New Delhi: The prosecution on Tuesday sought death penalty for former Congress MP Sajjan Kumar in a murder case related to the 1984 anti-Sikh riots, saying the crime was committed in a "brutal and diabolical manner". The prosecution said the case was "graver than the Nirbhya case" of 2012 in a written submission filed before special judge Kaveri Baweja.
"The present case is graver than Nirbhya case as in Nirbhya case, a young woman was targeted but in the present case, people of a particular community were targeted," it said. The minimum punishment under law for the offence of murder is life imprisonment.
The judge deferred the matter to February 21 after the counsel for Kumar sought time to argue on the matter, informing the court that the lawyer were abstaining from work on Tuesday in protest against Advocate Amendment Bill, 2025. Senior advocate H S Phoolka, appearing for the complainant, supported the prosecution's demand of death penalty and sought time to argue the matter.
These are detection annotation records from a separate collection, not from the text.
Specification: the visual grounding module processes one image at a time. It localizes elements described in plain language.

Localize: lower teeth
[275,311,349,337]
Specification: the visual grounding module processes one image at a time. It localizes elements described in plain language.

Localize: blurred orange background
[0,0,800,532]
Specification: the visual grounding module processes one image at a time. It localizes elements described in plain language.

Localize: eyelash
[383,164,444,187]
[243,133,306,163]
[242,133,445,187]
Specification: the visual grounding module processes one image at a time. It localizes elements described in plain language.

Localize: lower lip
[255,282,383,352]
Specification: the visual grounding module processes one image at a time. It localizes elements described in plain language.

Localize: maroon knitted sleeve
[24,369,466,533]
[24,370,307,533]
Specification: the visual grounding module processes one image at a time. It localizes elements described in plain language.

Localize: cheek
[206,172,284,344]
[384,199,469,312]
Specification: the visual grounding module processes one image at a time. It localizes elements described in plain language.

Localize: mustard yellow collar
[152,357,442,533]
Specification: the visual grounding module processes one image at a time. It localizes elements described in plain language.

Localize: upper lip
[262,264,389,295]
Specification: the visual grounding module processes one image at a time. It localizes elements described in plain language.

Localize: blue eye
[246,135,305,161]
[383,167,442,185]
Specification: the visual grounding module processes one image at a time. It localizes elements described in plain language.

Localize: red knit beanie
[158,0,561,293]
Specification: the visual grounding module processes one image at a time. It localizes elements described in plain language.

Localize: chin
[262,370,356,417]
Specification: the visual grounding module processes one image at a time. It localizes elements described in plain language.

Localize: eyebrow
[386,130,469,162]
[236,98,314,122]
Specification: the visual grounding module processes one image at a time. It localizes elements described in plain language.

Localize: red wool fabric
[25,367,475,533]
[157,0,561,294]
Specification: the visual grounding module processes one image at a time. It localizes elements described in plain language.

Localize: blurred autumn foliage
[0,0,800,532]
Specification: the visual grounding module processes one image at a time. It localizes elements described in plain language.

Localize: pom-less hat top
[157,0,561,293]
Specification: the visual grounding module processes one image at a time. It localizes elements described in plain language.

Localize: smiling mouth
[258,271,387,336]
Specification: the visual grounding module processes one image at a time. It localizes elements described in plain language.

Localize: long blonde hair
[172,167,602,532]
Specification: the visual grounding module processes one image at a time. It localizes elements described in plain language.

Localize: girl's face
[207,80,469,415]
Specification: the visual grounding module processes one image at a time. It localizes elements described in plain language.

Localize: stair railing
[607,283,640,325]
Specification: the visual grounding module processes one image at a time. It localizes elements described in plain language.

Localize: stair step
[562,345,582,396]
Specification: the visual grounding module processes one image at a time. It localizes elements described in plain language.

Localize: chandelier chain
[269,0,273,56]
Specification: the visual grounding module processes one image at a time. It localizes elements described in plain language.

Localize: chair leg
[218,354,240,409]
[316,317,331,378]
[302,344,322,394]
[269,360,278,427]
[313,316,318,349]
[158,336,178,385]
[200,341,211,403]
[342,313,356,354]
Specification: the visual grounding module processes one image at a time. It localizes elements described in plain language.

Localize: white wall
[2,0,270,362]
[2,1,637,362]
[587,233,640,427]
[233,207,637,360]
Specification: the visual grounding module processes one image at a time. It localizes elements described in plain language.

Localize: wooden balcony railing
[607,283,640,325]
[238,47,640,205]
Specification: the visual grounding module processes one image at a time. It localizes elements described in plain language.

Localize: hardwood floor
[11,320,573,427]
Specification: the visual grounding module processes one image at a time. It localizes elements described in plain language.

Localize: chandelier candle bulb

Kumar is currently lodged in Tihar Jail. The prosecution said there was something uncommon in the case, arguing the "aggravated circumstances outweighed the mitigating circumstances" and the case fell in the "rarest of rare case" category. Kumar, along with the mob, targeted the particular community people without provocation, it added.
The prosecution argued four "helpless women" without any provocation were badly beaten and a young man aged about 18 and a man aged about 50 years showed no provocation but were burnt alive in front of their family members. The murders of Jaswant Singh and Tarundeep Singh, said the prosecution, were committed in an "extremely brutal, diabolical manner so as to shock the collective conscience of the society".
"The impact on the psychology of the survivor victims can be seen from their demeanor recorded during their testimonies, even after 39 years, they were inconsolably weeping. Serious bodily and mental harm were caused to such women... There was forced and traumatised displacement of all survivor victims," it said.
The court was informed by the prosecution that the impact and magnitude of the crime was so enormous that it was a crime against community and involved genocide of the members of a particular community. "The incident of this kind, break entire fibre of trust and harmony amongst communities, thereby, severely effecting the knitting and assimilation of different religious or social groups," it added.
Kumar was said to be a people representative, someone who supposed to help people but "he openly broke the rule of law", argued the prosecution. It pointed out Kumar was convicted for a similar crime. Jaswant Singh and his son Tarundeep Singh were killed on November 1, 1984. Though Punjabi Bagh police station registered the case initially, a special investigation team later took over the investigation.
According to the prosecution, a huge mob, armed with deadly weapons, resorted to large-scale looting, arson and destruction of properties of Sikhs to avenge the assassination of former Prime Minister Indira Gandhi. The mob attacked the house of the complainant, who is Jaswant's wife, killing the men aside from looting articles and setting their house ablaze, the prosecution claimed.
According to a report of Nanavati Commission, constituted to probe the violence and its aftermath, there were 587 FIRs filed in Delhi in relation to the riots that saw killings of 2,733 people. Of the total, about 240 FIRs were closed by police as "untraced" and 250 cases resulted in acquittal.
Only 28 cases of 587 FIRs resulted in convictions, in which about 400 persons were convicted. About 50 were convicted for murder, including Kumar. Kumar, an influential Congress leader and an MP at the time, was accused in a case over the killings of five persons in Delhi's Palam Colony on November 1 and 2 in 1984. He was awarded life imprisonment by the Delhi High Court in the case and his appeal challenging the punishment is pending before the Supreme Court.